Mayor Dave Bronson announced details of his decision to move the Sullivan Arena back to the use for which taxpayers paid: A venue for events such as sporting competition and .

He said the Municipality of Anchorage had signed an agreement with O’Malley Ice and Sports, which is already running the Ben Boeke and Dempsey Arenas. As the Boeke and Dempsey returned to use as ice arenas, the revenue to the city has returned to the 2017 and 2018 levels, Bronson said.

Under the agreement, O’Malley Ice and Sports is essentially renting the Sullivan to develop entertainment, trade shows, and other uses. John Stenehjem, who is the general manager of O’Malley Ice and Sports, will oversee the redevelopment of the arena.

The damage to the restrooms and the plumbing system that occurred while the building was occupied by the hardcore vagrant population under the Berkowitz Administration has been fixed and the building should be available by Nov. 1.

“This building is in remarkably good shape,” said Bronson, adding that the parking lot will be repainted with stripes soon and there is some glass that still needs to be repaired. The sound system is from the 1980s, he said, and at some point will need to be replaced.

The cold-weather plan for the homeless will be announced next week but will not include the Sullivan.

When asked by reporters what he will do to address the increasing number of street deaths in Anchorage, the mayor said that the recent deaths are not caused by exposure and that most of the deaths occurred after the Sullivan Arena was closed as a shelter in May.

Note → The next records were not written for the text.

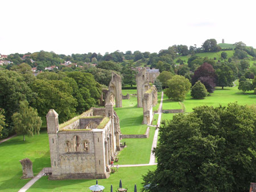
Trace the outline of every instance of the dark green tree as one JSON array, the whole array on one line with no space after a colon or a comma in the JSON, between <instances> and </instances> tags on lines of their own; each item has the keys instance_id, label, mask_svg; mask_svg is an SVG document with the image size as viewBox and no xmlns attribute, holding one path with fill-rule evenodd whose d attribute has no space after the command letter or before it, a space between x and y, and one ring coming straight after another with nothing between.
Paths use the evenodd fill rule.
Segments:
<instances>
[{"instance_id":1,"label":"dark green tree","mask_svg":"<svg viewBox=\"0 0 256 192\"><path fill-rule=\"evenodd\" d=\"M245 91L250 91L253 90L253 85L249 80L246 80L245 81L241 81L239 83L238 90L241 90L243 93Z\"/></svg>"},{"instance_id":2,"label":"dark green tree","mask_svg":"<svg viewBox=\"0 0 256 192\"><path fill-rule=\"evenodd\" d=\"M6 125L5 122L5 110L2 108L0 108L0 137L3 136L3 134L1 133L2 130L3 129L3 127Z\"/></svg>"},{"instance_id":3,"label":"dark green tree","mask_svg":"<svg viewBox=\"0 0 256 192\"><path fill-rule=\"evenodd\" d=\"M256 111L230 103L180 114L159 129L143 191L248 191L256 178Z\"/></svg>"},{"instance_id":4,"label":"dark green tree","mask_svg":"<svg viewBox=\"0 0 256 192\"><path fill-rule=\"evenodd\" d=\"M27 101L20 102L19 111L14 113L11 118L16 133L23 135L23 141L25 140L25 134L28 136L39 134L41 118L38 116L36 109L28 106Z\"/></svg>"},{"instance_id":5,"label":"dark green tree","mask_svg":"<svg viewBox=\"0 0 256 192\"><path fill-rule=\"evenodd\" d=\"M197 81L191 89L191 95L194 98L203 98L207 97L207 90L200 81Z\"/></svg>"},{"instance_id":6,"label":"dark green tree","mask_svg":"<svg viewBox=\"0 0 256 192\"><path fill-rule=\"evenodd\" d=\"M164 90L164 94L175 101L183 101L191 87L189 81L181 76L175 76L167 81L166 85L168 87Z\"/></svg>"},{"instance_id":7,"label":"dark green tree","mask_svg":"<svg viewBox=\"0 0 256 192\"><path fill-rule=\"evenodd\" d=\"M158 92L162 91L162 83L160 82L160 81L158 78L155 79L155 82L154 82L154 85L155 86L156 88L157 89Z\"/></svg>"},{"instance_id":8,"label":"dark green tree","mask_svg":"<svg viewBox=\"0 0 256 192\"><path fill-rule=\"evenodd\" d=\"M222 57L224 59L226 59L228 57L228 53L225 52L222 52L221 57Z\"/></svg>"},{"instance_id":9,"label":"dark green tree","mask_svg":"<svg viewBox=\"0 0 256 192\"><path fill-rule=\"evenodd\" d=\"M166 82L171 79L174 74L170 72L163 71L160 73L157 78L160 81L163 86L166 86Z\"/></svg>"}]
</instances>

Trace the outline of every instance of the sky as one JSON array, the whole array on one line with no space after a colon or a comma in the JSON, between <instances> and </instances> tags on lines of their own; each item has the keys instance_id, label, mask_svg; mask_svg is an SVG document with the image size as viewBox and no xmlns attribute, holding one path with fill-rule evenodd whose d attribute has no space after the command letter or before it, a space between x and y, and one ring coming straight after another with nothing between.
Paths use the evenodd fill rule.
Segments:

A lot of the street deaths “are drug-related and alcohol abuse, fentanyl, we suspect, the indicators, it looks like fentanyl,” Bronson said. “”Winter is going to add to that unless, quite frankly, the assembly comes up with a shelter.”

Mayor Bronson had earlier announced his plan to give people plane tickets so they can either move back with their families or head to a warm climate. Assembly Chairman Chris Constant called that a bad idea, since he believes that Anchorage is Dena’ina-owned property, and Natives should not be invited to leave.

Bronson said, “We’ve spent $161 million in homelessness in this city. But we do not have a shelter. We need a shelter,” People are “better off living on the street in a wam climate than they are dying on the streets of Anchorage because of exposure.”

The Anchorage Assembly has blocked the mayor from being able to address the homeless situation. The Assembly blocked his development of a purpose-built structure that would serve the homeless as a navigation center. The Assembly instead has used homelessness as a political battering ram against a mayor that they openly despise, knowing that, with the help of the mainstream media in Anchorage, a crisis in homelessness over the winter could tilt the vote against the mayor in the March-April 2024 election.